Abstract
The geometry of faults is usually thought to be more complicated at
the surface than at depth and to control the initiation, propagation
and arrest of seismic ruptures. The fault system that runs from southern
California into Mexico is a simple strike-slip boundary: the west
side of California and Mexico moves northwards with respect to the
east. However, the Mw 7.2 2010 El Mayor-Cucapah earthquake on this
fault system produced a pattern of seismic waves that indicates a
far more complex source than slip on a planar strike-slip fault.

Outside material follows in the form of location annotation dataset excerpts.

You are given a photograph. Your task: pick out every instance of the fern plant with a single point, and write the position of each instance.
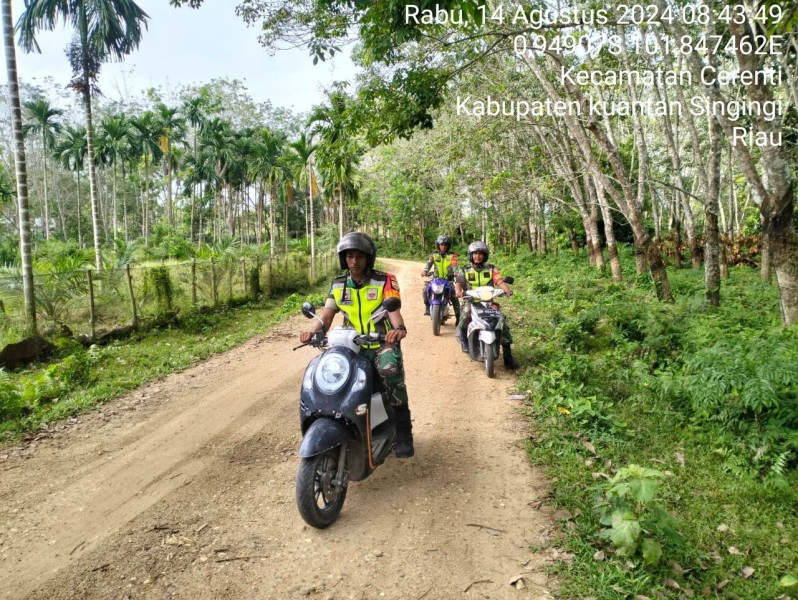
(633, 519)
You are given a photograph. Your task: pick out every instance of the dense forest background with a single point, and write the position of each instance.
(656, 256)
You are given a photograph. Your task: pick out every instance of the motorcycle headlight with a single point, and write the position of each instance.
(332, 373)
(486, 294)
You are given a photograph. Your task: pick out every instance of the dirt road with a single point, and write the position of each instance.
(185, 489)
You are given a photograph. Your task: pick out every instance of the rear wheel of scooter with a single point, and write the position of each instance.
(489, 364)
(435, 315)
(318, 502)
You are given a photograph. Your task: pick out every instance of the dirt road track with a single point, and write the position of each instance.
(185, 489)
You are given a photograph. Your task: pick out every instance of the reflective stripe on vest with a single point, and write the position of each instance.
(359, 304)
(476, 278)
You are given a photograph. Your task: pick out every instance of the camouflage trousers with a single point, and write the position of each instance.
(462, 326)
(387, 361)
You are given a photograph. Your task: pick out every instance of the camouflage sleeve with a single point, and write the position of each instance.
(330, 302)
(391, 289)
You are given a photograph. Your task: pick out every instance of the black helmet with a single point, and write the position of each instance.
(444, 239)
(356, 241)
(478, 247)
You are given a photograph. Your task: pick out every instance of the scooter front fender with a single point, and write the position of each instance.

Here we use geodetic, remote-sensing and seismological data to reconstruct
the fault geometry and history of slip during this earthquake. We
find that the earthquake produced a straight 120-km-long fault trace
that cut through the Cucapah mountain range and across the Colorado
River delta. However, at depth, the fault is made up of two different
segments connected by a small extensional fault. Both segments strike
N130E, but dip in opposite directions. The earthquake was initiated
on the connecting extensional fault and 15s later ruptured the two
main segments with dominantly strike-slip motion. We show that complexities
in the fault geometry at depth explain well the complex pattern of
radiated seismic waves. We conclude that the location and detailed
characteristics of the earthquake could not have been anticipated
on the basis of observations of surface geology alone.